Regional 20 Mar, 2023 Follow News

Laura Trevelyan feels guilty for colonialism

Grenada suffered from slavery

Grenada’s bid for reparations from historic colonialism has received another boost after a top British journalist, whose family became rich from slavery, abandoned her successful career to help the tiny island’s campaign.

Laura Trevelyan admits that her professional success can be traced back to Britain’s colonial history after quitting the BBC last week to tackle her family’s slave trade legacy. She has even donated a huge sum of her personal pension to Grenada as part of her personal reparations.

Trevelyan admits she feels a personal responsibility for her ancestors owning slaves in Grenada.

Trevelyan also called on King Charles III to properly confront the British royal family’s connection to slavery amid increasing demands from Commonwealth nations in the Caribbean.

The 54-year-old broadcaster enjoyed a 30-year career at the BBC, presenting shows including Emmy-winner BBC World News America. She’s left to join the movement for reparatory justice for the Caribbean.

“My own social and professional standing, almost 200 years after abolition, is almost certainly linked to the wealth and the status that our family acquired, at least partly through slave ownership,” she said. “There’s no coincidence.

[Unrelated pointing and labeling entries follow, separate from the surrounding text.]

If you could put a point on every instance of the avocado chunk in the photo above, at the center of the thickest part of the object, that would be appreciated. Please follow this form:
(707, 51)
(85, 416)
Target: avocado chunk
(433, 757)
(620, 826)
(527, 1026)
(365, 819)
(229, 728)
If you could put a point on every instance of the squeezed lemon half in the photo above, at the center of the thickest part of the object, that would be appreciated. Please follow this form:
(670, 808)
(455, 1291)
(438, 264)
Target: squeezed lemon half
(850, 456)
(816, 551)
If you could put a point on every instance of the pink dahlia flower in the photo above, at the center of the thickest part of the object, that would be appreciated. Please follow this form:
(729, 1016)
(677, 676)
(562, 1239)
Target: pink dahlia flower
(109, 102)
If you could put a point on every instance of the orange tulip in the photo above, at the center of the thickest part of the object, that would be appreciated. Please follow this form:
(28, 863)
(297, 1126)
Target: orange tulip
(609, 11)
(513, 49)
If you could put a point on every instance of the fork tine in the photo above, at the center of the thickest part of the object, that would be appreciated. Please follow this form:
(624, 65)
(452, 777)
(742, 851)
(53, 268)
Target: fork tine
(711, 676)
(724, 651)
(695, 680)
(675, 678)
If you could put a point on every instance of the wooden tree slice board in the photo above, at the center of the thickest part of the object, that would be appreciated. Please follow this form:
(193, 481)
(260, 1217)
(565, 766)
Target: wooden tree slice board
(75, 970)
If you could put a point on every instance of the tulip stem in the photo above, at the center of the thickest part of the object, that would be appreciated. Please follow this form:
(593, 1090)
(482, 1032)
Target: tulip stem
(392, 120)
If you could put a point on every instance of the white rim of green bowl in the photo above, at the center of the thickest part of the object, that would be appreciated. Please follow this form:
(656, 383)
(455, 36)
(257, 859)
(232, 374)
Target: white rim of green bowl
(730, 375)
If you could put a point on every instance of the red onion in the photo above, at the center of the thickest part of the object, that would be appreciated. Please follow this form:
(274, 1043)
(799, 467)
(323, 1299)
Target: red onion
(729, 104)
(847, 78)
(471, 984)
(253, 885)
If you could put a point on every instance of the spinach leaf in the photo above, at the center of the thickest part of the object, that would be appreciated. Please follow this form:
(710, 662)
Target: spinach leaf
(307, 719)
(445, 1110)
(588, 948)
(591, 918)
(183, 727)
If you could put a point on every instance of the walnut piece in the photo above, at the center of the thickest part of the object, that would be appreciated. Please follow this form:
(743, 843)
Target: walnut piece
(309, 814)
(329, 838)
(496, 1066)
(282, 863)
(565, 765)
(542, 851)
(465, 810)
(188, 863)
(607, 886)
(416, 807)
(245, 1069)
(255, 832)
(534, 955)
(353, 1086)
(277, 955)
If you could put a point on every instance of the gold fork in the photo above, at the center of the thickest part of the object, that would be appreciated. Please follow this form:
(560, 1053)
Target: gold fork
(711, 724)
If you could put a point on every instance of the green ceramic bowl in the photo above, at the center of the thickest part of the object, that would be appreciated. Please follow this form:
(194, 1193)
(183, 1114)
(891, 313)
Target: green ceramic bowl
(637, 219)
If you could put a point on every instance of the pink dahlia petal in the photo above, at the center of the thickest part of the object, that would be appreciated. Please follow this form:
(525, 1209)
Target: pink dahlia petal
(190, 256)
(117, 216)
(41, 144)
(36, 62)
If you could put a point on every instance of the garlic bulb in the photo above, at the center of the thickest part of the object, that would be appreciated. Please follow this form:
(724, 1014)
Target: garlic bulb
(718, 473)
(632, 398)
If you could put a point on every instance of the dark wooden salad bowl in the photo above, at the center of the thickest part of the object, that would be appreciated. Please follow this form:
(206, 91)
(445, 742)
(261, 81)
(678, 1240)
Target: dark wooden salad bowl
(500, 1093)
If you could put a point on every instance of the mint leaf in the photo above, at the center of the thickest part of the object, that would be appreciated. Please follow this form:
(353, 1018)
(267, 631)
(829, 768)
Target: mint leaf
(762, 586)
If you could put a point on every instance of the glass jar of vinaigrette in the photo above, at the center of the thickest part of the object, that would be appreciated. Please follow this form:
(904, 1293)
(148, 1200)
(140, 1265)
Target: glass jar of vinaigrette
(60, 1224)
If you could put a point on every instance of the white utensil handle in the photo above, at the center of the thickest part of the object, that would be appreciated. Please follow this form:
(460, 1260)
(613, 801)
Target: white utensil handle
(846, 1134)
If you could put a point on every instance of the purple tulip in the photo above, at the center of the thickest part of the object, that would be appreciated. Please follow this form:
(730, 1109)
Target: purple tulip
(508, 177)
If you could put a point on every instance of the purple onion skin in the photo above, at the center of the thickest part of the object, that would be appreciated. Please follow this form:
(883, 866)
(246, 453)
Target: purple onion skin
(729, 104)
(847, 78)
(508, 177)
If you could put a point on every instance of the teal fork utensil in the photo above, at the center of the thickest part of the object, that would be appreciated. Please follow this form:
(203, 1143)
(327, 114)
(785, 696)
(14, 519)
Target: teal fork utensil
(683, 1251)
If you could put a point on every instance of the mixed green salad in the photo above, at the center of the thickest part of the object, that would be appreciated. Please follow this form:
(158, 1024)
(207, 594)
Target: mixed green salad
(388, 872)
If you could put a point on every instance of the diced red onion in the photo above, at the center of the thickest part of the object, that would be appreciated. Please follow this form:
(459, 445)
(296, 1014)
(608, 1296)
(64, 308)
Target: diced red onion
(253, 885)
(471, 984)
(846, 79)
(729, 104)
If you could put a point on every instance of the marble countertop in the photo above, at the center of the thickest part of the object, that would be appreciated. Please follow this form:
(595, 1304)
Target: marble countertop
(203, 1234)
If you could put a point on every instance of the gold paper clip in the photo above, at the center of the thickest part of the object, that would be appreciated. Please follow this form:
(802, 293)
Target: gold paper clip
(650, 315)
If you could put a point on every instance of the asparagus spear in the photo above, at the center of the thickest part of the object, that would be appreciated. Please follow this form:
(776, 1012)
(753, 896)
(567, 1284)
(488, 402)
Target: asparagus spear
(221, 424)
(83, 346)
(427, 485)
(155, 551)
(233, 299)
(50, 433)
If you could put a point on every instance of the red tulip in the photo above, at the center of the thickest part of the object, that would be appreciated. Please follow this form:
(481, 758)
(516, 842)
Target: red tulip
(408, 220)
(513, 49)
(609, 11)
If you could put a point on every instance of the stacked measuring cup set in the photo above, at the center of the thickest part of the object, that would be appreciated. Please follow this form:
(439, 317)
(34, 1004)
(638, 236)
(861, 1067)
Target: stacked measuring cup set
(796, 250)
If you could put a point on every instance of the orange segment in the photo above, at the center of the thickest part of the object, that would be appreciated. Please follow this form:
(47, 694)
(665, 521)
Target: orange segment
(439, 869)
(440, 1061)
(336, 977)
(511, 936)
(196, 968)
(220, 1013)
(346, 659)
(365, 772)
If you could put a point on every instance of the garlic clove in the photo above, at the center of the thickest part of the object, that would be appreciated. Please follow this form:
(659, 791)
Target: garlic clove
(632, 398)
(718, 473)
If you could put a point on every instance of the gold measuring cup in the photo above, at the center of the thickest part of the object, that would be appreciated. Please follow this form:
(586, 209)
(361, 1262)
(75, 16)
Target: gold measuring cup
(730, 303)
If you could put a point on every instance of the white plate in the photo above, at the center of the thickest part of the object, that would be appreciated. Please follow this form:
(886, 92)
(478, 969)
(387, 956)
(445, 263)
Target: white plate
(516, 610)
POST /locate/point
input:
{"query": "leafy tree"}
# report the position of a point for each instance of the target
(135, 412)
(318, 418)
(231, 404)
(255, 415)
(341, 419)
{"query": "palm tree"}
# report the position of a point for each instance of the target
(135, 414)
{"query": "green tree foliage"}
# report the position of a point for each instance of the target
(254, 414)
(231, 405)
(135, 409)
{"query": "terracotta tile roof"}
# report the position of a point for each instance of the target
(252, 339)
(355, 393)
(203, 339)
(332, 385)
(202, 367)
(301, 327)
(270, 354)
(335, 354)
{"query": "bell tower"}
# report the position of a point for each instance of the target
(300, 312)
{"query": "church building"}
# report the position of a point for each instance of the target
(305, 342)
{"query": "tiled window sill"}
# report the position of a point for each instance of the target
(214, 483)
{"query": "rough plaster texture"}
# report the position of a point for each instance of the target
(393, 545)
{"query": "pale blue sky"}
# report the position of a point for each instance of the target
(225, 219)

The past does define the present.”

Trevelyan, who is married to former ABC News chief James Goldston, and her family apologised last month to the people of Grenada because their ancestors owned more than 1,000 slaves across six sugar plantations.

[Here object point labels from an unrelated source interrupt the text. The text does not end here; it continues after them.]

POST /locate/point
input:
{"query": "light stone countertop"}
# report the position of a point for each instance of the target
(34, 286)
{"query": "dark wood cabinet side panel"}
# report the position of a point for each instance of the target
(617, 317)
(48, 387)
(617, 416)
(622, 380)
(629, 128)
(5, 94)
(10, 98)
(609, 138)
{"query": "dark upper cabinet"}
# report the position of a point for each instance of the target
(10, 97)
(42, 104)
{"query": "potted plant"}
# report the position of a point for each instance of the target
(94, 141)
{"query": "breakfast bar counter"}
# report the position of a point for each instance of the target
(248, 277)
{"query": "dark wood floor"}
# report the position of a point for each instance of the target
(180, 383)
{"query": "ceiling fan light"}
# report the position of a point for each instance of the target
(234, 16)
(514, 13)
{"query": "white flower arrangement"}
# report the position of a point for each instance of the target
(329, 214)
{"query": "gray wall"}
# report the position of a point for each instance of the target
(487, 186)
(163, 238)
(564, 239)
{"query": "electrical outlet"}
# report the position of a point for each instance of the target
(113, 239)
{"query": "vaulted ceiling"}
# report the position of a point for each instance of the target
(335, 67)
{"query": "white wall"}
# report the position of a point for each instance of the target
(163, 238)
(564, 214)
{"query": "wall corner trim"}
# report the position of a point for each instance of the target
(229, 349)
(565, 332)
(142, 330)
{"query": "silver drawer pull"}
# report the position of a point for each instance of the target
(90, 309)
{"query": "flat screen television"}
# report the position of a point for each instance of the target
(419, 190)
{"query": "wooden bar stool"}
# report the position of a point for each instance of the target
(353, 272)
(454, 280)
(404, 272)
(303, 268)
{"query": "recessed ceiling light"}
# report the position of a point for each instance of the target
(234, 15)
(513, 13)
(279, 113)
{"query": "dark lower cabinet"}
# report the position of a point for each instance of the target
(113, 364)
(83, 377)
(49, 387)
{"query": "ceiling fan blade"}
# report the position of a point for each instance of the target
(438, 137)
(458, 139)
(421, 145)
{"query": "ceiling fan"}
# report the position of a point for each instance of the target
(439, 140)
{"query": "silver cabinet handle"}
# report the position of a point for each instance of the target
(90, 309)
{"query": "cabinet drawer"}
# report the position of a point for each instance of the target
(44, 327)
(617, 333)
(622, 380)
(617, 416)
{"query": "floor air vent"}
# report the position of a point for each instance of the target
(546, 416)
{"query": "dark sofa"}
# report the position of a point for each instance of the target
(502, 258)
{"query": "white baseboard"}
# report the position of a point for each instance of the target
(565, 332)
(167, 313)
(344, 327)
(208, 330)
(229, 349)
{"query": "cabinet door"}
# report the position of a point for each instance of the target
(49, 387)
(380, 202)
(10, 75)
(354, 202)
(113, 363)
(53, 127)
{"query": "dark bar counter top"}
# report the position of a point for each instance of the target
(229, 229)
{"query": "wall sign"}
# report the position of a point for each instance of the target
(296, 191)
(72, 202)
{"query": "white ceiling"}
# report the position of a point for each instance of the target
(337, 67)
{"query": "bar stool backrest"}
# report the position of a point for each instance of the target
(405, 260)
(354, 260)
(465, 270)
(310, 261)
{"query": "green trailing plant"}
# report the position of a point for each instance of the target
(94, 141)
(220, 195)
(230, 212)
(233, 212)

Trevelyan will use her journalistic skills and public platform to raise awareness of the legacy of colonialism in the Caribbean. She does not have a formal role but said she would be a “roving advocate for reparatory justice.”

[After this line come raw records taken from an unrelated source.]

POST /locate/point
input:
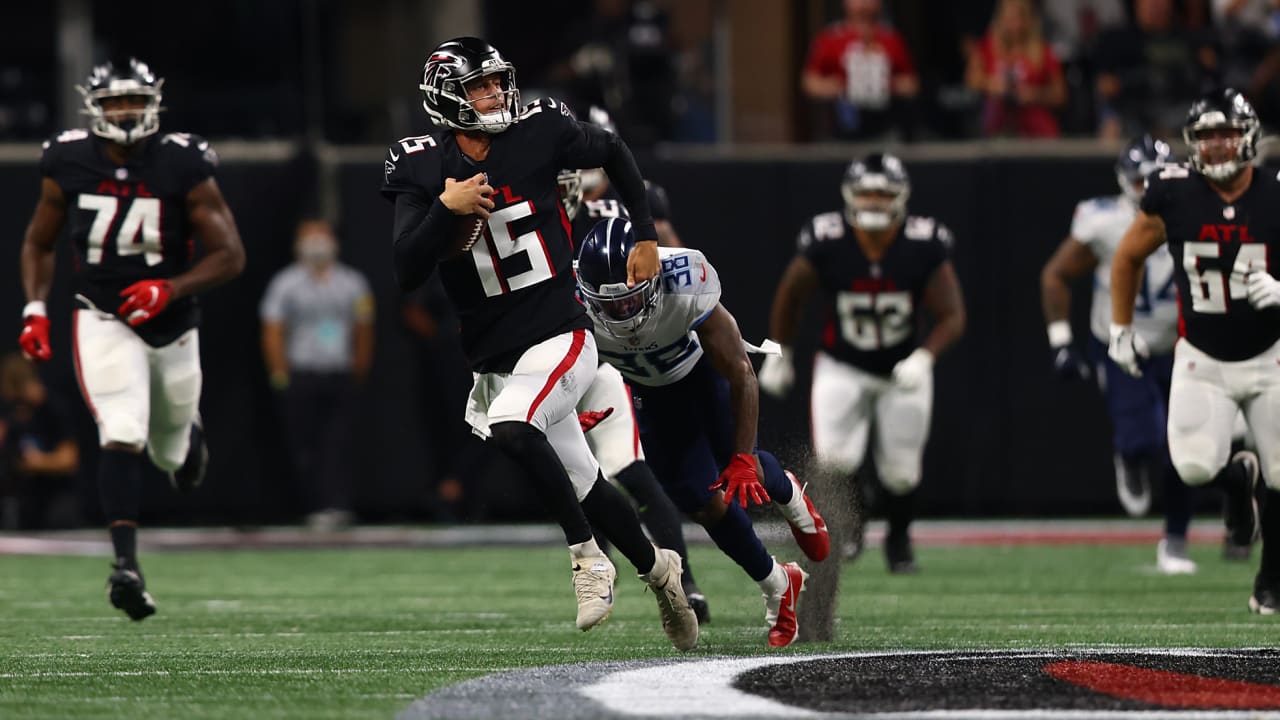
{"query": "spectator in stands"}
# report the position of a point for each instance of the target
(1018, 74)
(862, 67)
(37, 452)
(1151, 71)
(318, 341)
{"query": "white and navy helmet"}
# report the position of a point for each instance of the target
(1138, 160)
(446, 73)
(1225, 109)
(122, 126)
(602, 279)
(876, 173)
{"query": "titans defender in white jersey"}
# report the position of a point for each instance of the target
(1138, 406)
(604, 410)
(696, 402)
(1219, 218)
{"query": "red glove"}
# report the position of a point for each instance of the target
(35, 338)
(145, 300)
(592, 418)
(743, 478)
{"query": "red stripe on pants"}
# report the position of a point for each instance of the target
(575, 349)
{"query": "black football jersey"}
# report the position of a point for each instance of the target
(516, 286)
(129, 223)
(592, 212)
(871, 308)
(1215, 245)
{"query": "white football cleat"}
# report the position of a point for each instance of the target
(593, 584)
(679, 619)
(1171, 559)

Trevelyan felt compelled to resign after making a BBC documentary in Grenada last year about her family’s slave trade history. She said the trip had a “profound” impact, partly because Grenada’s epidemic of obesity, hypertension, and diabetes can be traced back to colonialism.

“We signed our apology and we gave it to the prime minister of Grenada, and he thanked us and forgave us, and said he hoped that this would be a turning point in the fight for reparatory justice,” Trevelyan said of her visit last month, during which she donated a £100,000 ($121,000) reparatory fund.

Trevelyan said she feels “liberated” to talk about the issue of slavery after leaving the BBC, which holds staff to strict rules on impartiality. “I’m ready to have my own voice and I feel that this is a story that I hope I can tell in conjunction with the Caribbean,” she explained.

She now feels empowered to criticise the British royal family for the first time, arguing that its current position of “regret” on slavery “isn’t really cutting it anymore.”